Look, the cards really are just cards. Whatever you get out of them is an artifact of your own, plus the artist’s, imagination. The artist has given you a rich and full vocabulary for drafting a story, but your own intuition breathes life into it– and your own wisdom (or lack of it) makes of the reading either an aid to delusion or a means of insight.

What do I get from the story it told me? That, yes, I wish to do magic for my clients, so that I can feel good about myself. And yes, I can’t guarantee that this will happen, and if any good does come, it will be through my willingness to take pains, not through some mystical charism. And yet working for the good is worthwhile, even if I am limited, even if I can’t guarantee the outcome.

Could I have come to this conclusion without tarot cards? Sure. Use Scripture; use professional reading; use whatever the hell resources you’ve got to sustain yourself along the way. Just thought you’d like to know how this particular resource works.

A Prayer

April 23, 2013

Kali Ma, you are the energy that drives the worlds, the Maker and the Destroyer. All that is good is born in you, as well as all harm; but when Shiva, who loves you above all goddesses, lay beneath your feet and looked into your eyes, you learned discernment. Now you are the destroyer of illusion.
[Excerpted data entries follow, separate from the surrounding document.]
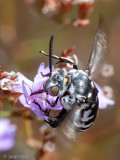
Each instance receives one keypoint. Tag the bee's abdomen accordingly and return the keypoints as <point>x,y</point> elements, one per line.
<point>84,116</point>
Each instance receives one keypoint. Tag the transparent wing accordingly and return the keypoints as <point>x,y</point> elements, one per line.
<point>97,52</point>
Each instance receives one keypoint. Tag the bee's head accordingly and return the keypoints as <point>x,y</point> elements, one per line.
<point>57,83</point>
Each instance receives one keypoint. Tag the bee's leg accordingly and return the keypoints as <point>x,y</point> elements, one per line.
<point>52,104</point>
<point>37,92</point>
<point>68,102</point>
<point>56,121</point>
<point>81,99</point>
<point>46,112</point>
<point>62,59</point>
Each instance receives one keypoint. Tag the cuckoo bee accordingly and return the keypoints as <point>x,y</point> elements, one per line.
<point>74,88</point>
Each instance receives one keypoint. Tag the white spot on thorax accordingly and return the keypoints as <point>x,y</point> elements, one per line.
<point>81,83</point>
<point>89,95</point>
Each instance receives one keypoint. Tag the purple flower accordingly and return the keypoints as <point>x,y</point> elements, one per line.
<point>28,87</point>
<point>103,100</point>
<point>7,133</point>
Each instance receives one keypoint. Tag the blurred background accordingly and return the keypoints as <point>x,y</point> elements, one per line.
<point>24,31</point>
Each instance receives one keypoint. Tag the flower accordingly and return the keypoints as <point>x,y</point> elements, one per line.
<point>103,100</point>
<point>33,100</point>
<point>8,83</point>
<point>7,133</point>
<point>107,70</point>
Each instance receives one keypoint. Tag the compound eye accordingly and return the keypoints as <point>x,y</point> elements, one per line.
<point>53,91</point>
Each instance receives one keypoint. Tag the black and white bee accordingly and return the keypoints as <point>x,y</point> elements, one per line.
<point>75,89</point>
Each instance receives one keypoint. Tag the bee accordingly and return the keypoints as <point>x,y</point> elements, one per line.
<point>75,88</point>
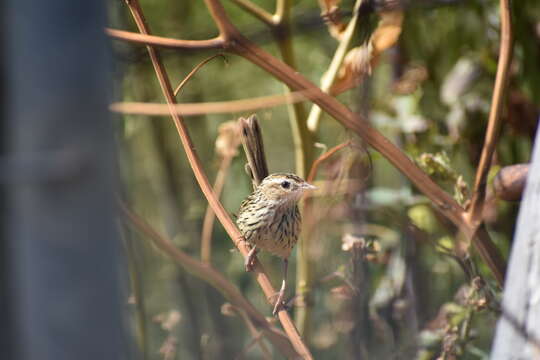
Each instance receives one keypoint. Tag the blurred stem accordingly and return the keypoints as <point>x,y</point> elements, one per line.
<point>136,287</point>
<point>330,76</point>
<point>209,216</point>
<point>303,151</point>
<point>214,278</point>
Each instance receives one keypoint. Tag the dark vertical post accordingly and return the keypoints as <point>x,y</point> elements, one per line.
<point>518,330</point>
<point>59,175</point>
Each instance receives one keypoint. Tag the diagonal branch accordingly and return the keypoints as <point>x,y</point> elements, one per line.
<point>494,123</point>
<point>213,277</point>
<point>202,179</point>
<point>215,43</point>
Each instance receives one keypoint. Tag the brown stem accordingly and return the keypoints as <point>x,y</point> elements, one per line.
<point>195,70</point>
<point>494,123</point>
<point>322,158</point>
<point>209,216</point>
<point>200,175</point>
<point>217,107</point>
<point>214,278</point>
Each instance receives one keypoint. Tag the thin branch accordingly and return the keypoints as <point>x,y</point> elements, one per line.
<point>212,277</point>
<point>330,75</point>
<point>322,158</point>
<point>256,11</point>
<point>200,175</point>
<point>217,107</point>
<point>443,202</point>
<point>215,43</point>
<point>195,70</point>
<point>494,123</point>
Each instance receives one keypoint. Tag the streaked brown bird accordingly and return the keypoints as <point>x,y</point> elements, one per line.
<point>269,219</point>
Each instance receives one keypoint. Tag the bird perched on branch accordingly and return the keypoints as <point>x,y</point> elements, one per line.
<point>269,218</point>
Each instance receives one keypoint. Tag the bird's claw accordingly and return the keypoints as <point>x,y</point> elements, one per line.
<point>249,263</point>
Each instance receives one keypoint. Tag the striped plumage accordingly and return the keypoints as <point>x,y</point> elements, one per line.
<point>269,218</point>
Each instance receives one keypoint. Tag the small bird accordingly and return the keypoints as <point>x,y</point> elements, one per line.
<point>269,219</point>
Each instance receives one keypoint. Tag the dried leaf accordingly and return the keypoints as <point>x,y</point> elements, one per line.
<point>410,80</point>
<point>343,292</point>
<point>228,139</point>
<point>168,320</point>
<point>227,309</point>
<point>387,32</point>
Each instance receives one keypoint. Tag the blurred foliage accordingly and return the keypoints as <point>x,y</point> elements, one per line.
<point>386,285</point>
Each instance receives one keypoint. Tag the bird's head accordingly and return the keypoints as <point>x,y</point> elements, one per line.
<point>284,187</point>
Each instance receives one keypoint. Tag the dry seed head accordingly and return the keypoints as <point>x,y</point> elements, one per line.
<point>283,187</point>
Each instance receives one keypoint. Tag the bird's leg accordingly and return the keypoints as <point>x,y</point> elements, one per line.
<point>250,259</point>
<point>279,302</point>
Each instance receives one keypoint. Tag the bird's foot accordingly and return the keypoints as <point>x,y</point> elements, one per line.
<point>249,263</point>
<point>280,303</point>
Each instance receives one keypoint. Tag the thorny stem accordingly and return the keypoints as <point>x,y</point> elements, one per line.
<point>214,278</point>
<point>441,200</point>
<point>279,23</point>
<point>215,43</point>
<point>209,216</point>
<point>256,11</point>
<point>474,213</point>
<point>226,29</point>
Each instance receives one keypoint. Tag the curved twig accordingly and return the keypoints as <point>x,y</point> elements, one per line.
<point>195,163</point>
<point>494,123</point>
<point>217,107</point>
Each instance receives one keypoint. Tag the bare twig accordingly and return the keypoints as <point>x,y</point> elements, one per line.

Quan Yin, you arise, graceful, from the flames of Kali’s fire, the storms of Kali’s seas. You are all that is gentle, all that is compassionate. Resting in the great arms of Kali, you hold us little ones to your breast, and teach us to make places of safety, beauty and love, until Kali calls us back to her dark heart.

Honor, reverence and love to Quan Yin! Honor, reverence and love to Kali Ma!

A Crone’s Beltane

April 11, 2013

I am fifty three years old. Post menopausal, with the occasional hotflash. Stiff with arthritis, and increasingly clumsy with hand tremors.

My work exposes me to stories of sexual trauma, to the point that my libido is nearly dead. If it hadn’t been, an experience about five years ago would have done the trick. I was in a nursing home for a few weeks after a particularly bad arthritis flare up in the lower back, and my racist, largely senile roommate had pissed off the staff to the point where they were obviously neglecting her. One night, they left her in a filthy diaper so long that I offered to help change her. It turned out the mess had spread wide on the sheets, and– as a bonus– about six inches of intestine was protruding out of her rectum. This was not something I could manage from my wheelchair, so I propelled myself out to the front desk to shame someone into helping her. The visual from that scene tends to return when … well, let’s just stick with, “my libido is nearly dead.”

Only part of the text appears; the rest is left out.